It is Thursday and already this week has been incredible. I apologize for my lack of blogging. With an extreme lack of sleep and an intense rehearsal schedule, I have been left with little time to sit at my computer, but I am starting to get adjusted to the rhythm of my new lifestyle.
For the first time in two weeks, rehearsal has begun to sound good. The band is really starting to nail "Oye El Boom" and "Ayiko", two of the hardest pieces of the show. During the first half of this week, I found myself truly doubting my success as a musician, but the accomplishment of the group has been awesome and very encouraging. We have less than three weeks to learn two hours of material. The thought of perfection is overwhelming, but what we have accomplished so far has made for a strong foundation. While the band rehearses in the basement, dance, movement, and vocal rehearsals take place on the other three floors. Today, the cast began working on show blocking/staging. Judging by the talent I've seen in the group so far, it won't be long until band rehearsals are combined with the rest of the cast.
I have spent a lot of time in my blog discussing my feelings towards the music and arts of Up With People, but I was given the chance to witness our program’s effect on the community.
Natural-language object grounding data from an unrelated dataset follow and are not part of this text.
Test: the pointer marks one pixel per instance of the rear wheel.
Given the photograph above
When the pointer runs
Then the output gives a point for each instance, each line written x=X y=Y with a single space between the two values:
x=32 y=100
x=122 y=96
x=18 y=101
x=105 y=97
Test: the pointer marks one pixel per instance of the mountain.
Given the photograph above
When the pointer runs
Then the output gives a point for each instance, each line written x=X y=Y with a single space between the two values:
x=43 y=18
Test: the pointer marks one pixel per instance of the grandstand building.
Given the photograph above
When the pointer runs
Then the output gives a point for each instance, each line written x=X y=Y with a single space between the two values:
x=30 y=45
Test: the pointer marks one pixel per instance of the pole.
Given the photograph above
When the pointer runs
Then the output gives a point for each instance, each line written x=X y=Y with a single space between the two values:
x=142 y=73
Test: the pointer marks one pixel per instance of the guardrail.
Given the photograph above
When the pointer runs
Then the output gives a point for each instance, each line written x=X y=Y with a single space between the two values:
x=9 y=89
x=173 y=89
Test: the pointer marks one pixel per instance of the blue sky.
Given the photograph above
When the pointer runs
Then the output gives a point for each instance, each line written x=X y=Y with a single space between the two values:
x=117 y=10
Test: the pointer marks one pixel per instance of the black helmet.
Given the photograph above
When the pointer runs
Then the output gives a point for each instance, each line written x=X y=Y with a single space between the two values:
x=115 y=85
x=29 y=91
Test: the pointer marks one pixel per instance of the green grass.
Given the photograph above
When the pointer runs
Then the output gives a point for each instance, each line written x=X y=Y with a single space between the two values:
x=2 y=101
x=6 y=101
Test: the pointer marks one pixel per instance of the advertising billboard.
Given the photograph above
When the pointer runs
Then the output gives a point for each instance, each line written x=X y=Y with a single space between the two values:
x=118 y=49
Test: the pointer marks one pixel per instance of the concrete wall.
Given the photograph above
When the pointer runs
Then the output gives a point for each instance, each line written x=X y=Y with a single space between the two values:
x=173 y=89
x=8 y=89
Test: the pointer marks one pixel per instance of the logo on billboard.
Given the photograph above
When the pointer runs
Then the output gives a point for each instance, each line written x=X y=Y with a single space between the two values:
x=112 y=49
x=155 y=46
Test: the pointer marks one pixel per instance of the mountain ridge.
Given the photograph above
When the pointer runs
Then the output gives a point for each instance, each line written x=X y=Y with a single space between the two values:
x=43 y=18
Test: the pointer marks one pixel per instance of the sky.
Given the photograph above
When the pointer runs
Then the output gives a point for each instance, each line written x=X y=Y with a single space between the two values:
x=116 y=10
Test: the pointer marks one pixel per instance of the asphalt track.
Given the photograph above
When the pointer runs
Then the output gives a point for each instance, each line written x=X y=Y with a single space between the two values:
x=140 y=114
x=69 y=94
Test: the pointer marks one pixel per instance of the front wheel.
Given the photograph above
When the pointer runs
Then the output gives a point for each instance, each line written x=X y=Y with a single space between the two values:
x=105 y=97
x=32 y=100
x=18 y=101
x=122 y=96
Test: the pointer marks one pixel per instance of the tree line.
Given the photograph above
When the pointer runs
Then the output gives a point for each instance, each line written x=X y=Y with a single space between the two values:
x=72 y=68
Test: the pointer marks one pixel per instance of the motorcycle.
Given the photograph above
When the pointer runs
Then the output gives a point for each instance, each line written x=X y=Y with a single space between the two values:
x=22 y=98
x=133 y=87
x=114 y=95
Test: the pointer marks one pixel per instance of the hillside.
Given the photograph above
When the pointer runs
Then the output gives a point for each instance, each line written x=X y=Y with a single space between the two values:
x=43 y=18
Tuesday morning we were able to begin our first community interaction seminar. The cast and I were able to meet with local corporate sponsors. Some of the individuals we met with included the President of the Children's Museum of Denver and the Director of Health and Interaction from the Center for African-American Health. I found that I really had a connection with National Leadership Development Officer Morris W. Price, Jr. His view of society and generation really caused me to reflect on my position in current affairs. Price informed us that any individual student receiving a college degree today may work in over eight different professions in their adult career. He then told the group that four of these eight positions do not yet exist today. Price had many statistics and interesting facts that expanded my view of the future, but the most important element of his conversation with us was his value of the time consumed in preparation for the future. He believed that he was successful because he knew that his greatest fortune was his ability to move forward. He encouraged us to take advantage of every moment we were given, because our interests for exploration, that exist within us today, will carry us towards the future.
Tomorrow, we will be taking a break from rehearsal to visit the local courthouse and meet other individuals of Denver's society to hear their opinions on current events. Next week the band will rehearse with the cast and begin putting the show together as one.
Living so far away from the city, it has been very difficult to transport my guitar back and forth between the Sherman Center and Colleen's house so I was able to purchase a backup guitar at Musicians Warehouse in Denver. Mom and Dad! Don't worry, the price was right and look its PINK!